身穿黃金鎖子甲,頭戴鳳翅紫金冠,腳瞪藕絲雲步履,傳說中的“豬妖”,一經亮相,不知亮瞎了多少人的眼。
只見這豬妖面若冠玉,目如朗星,鼻若懸膽,脣似塗脂,長身玉立,端得一副風采高雅的濁世佳公子。
如果非要在他身上找出一些令人遺憾之處的話,或許就是他手中握着的兵器了。
若是說起來,這武器也是端的威武,九齒鑄就如龍爪,細金妝來似蟒形。區區不過一丈之長,卻給人一種能夠輕易壓跨一座大山的厚重之感。
人是美男,釘耙也是威武不凡,可是兩廂加在一塊,卻顯得有些不倫不類。
“這……這是豬妖?”依舊躲在高處的展亦白難以置信道。
這種事,若不是知根知底,又有誰敢相信呢。
“鼠、鼠爺我怎麼知道。”一旁的鼠爺暗自吞了口唾沫,偷偷的看了眼身旁的展亦白,在對比一下那所謂的“豬妖”,最後不禁搖了搖頭。
“當真是一山還不一山高啊,以前總以爲這個臭小子相貌算是俊朗了,可……”鼠妖滴溜溜的小眼睛裡,充滿了羨慕嫉妒……恨。
不僅是展亦白兩人,就連下方的蜀山衆弟子,也是大爲驚愕。
在他們想來,那豬妖必然長了副人身豬腦的兇惡模樣,可誰成想竟是如此俊朗。
相比之下,在場唯一不被豬妖的外表所迷惑的就只有遠行道長了。
相比於豬妖出人意料的面容外,他對其身上的盔甲以及手中的兵器,更加的看重。
遠行道長的修爲在蜀山算不得多高,堪堪突破太古而已,不過,因爲某些特別的緣故,擁有了兩千多年壽命的他,資歷卻是極高,而活得久了,再是愚鈍之人,在見識上也定當高人一等。
望着豬妖全身精緻華麗的鎧甲,讓他莫名的想起了一部古籍上記載的傳說。還有那柄怪異的兵器,甚至只是看上一眼,就讓他有種心驚肉跳之感。
“你是豬妖?”有蜀山的弟子似乎沒有察覺到遠行道人臉上的凝重,很不客氣的伸指問道。
“爺爺朱剛鬣。”俊美男子冷笑一聲。
“好囂張的豬妖,既然你已承認了。那麼今天就算算欺辱我蜀山女弟子的舊賬,妖孽,納命來。”這名蜀山弟子不知是性急如火還是想要出風頭,手中掐出劍訣,竟然當先發動了攻擊。
鏘!
身背的飛劍沖天而起,化作一抹青虹,直射向朱剛鬣。
“志廉,回來!”遠行道人大驚,想要阻攔,卻還是晚了一步。
飛劍速度極快,眨眼間便跨越了數十丈的距離,散發出浩蕩的隆威,直向朱剛鬣的面門刺去。
“哼,不知死活。給你家豬爺爺去死。”朱剛鬣冷眼看着疾刺而來的飛劍,直到飛劍臨身之際,才發出一聲冷笑,手中九尺釘耙陡然生出熊熊的幽蘭烈焰。
呼!!
釘耙揮舞,似慢實快,輕易的就將飛劍磕飛。
啊!!!
一聲慘叫陡然從遠處御劍的蜀山弟子口中傳出。
“是飛劍。”遠行道人大駭。
只見那被釘耙磕飛的飛劍竟然莫名其妙的燃燒了起來,以飛劍的堅韌在火焰之下竟然都開始慢慢的融化。

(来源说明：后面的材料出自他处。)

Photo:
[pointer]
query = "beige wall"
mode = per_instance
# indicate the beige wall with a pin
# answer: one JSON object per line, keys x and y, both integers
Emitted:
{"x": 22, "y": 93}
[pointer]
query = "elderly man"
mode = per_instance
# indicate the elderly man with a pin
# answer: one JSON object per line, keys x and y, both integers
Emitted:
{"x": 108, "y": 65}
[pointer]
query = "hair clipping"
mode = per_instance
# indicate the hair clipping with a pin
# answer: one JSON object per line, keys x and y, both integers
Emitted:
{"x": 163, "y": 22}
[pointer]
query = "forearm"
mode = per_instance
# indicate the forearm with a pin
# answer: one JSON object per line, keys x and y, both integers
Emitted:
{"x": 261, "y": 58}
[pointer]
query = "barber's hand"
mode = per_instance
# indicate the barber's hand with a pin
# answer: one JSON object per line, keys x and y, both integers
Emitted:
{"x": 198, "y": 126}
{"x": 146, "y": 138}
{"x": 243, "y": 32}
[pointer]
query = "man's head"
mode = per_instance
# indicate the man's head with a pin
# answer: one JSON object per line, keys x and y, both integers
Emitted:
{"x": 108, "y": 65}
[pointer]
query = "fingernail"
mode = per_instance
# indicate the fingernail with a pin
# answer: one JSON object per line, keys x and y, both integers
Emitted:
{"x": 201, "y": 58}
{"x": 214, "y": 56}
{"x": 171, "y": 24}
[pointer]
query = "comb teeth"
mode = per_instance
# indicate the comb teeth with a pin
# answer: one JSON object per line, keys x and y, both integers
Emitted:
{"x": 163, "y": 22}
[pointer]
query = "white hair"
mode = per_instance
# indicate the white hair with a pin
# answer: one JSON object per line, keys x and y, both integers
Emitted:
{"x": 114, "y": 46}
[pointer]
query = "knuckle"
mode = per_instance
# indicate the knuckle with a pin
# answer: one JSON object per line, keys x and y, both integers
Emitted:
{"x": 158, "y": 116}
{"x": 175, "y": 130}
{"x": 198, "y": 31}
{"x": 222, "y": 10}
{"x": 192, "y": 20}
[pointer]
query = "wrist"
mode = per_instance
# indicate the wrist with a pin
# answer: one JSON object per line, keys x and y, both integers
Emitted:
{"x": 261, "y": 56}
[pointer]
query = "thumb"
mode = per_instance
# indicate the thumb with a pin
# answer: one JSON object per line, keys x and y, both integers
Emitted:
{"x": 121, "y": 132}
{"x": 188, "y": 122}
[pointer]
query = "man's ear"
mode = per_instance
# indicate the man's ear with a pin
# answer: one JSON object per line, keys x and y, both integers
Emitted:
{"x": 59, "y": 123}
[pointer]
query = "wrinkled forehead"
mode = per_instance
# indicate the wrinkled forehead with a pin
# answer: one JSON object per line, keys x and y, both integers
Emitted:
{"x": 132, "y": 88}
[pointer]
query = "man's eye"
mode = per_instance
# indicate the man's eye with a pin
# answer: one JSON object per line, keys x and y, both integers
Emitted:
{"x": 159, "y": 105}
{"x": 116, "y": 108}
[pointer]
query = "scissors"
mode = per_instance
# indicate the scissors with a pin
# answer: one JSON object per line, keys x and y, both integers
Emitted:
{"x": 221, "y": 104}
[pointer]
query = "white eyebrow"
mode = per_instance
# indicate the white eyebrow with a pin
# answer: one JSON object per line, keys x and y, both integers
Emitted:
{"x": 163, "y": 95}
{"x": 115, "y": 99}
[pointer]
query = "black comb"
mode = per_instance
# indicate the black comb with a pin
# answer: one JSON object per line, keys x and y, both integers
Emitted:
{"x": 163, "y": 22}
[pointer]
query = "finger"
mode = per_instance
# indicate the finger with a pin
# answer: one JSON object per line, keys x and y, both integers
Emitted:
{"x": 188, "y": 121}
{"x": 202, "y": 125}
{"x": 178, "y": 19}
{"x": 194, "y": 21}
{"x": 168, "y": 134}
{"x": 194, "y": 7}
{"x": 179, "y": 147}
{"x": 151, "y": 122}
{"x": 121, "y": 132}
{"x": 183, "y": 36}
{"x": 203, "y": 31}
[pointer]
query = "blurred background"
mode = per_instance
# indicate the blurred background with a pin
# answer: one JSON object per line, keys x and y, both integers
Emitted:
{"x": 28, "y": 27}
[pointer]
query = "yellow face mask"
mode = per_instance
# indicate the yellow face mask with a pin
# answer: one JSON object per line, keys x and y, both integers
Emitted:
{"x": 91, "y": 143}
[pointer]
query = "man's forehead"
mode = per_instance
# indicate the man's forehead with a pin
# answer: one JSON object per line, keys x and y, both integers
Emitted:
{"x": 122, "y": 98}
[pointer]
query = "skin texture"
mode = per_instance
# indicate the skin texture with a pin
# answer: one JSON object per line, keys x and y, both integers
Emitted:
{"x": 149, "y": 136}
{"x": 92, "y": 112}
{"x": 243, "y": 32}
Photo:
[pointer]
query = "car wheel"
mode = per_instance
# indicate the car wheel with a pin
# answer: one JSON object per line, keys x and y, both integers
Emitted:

飛劍有靈,在火焰的炙烤下,不斷的發出尖鳴之聲,於半空中翻滾亂撞。
至於那名御劍的蜀山弟子,更是因爲與飛劍心神相映,靈魂也是突遭重創。
那火焰……
經過遠行道人的提點,所有人的視線不禁投注在燃燒的飛劍身上,然後目光流轉,最終定格在朱剛鬣手中同樣燃燒着幽蘭火焰的釘耙之上。
一股寒氣,在蜀山所有弟子的心底油然而生。
那釘耙到底是何物,簡直就是蜀山劍修的剋星啊。
蜀山劍修以御劍術聞名,最擅御使飛劍,殺敵於千里之外。毫不客氣的說,飛劍就是蜀山弟子的第二條生命,人劍合一,心神相映,一榮俱榮,一損俱損。
可這豬妖手中的釘耙卻是太過怪異,竟然能夠燃燒奇異的火焰,如同跗骨之蛆,一經沾染,就會蔓延全身。饒是千錘百煉的飛劍,都抵抗不住。
脣亡齒寒,飛劍受損,劍修的心神必然也受到極大的衝擊。
“上寶沁金鈀!!!”如果說之前還只是猜測的話,那麼現在遠行道人終於可以肯定那柄九尺釘耙的來歷了。
絕對是傳說中的仙界重寶,上寶沁金鈀,又有別名鍛鍊神冰鐵。
蜀山雖然跟崑崙山頗有齷蹉,但若是追本溯源,卻是同出一脈,都是道家的傳承。加之存在的歷史足以萬年計,所以,宗門內收藏有大量的書籍,記載了很多不爲外人所知的仙家辛秘。
而這其中的武器篇中,就有上寶沁金鈀的記載。
此物乃是道家祖師太上老君取神冰鐵錘煉,借五方五帝、普化天尊的淨雷法咒、六丁六甲之力鍛造而成,重一藏之數,也就是五千零四十八斤。
相傳,此神兵利器,若逢對敵寒風灑,但遇相持火焰生。
由此不難得知,上寶沁金鈀除了自身外,還可以灑寒風,生火焰。
之前,那重創飛劍的火焰,便是其中一種。
得知了釘耙的來歷之後,又眼睜睜的目睹了一名弟子的慘狀,遠行道人此時再無鬥志。
此事太過重要,絕不能將小命丟在這裡,務必將此消息傳回宗門。
“蜀山劍仙之名,也不過如此!”輕而易舉的擊傷一名蜀山弟子,朱剛鬣滿臉的不屑。
“豬妖莫要猖狂,志廉師兄只是一時不察,着了你的道而已。衆位師兄弟,還等什麼,這等妖孽,人人得而誅之。咱們也不用講什麼光明正大,併肩子一起上。”朱剛鬣的諷刺,頓時引起了蜀山弟子的憤怒,同仇敵愾下,除了遠行道人以及那心神受創已經昏迷的志廉外,其他人紛紛祭出了各自的飛劍。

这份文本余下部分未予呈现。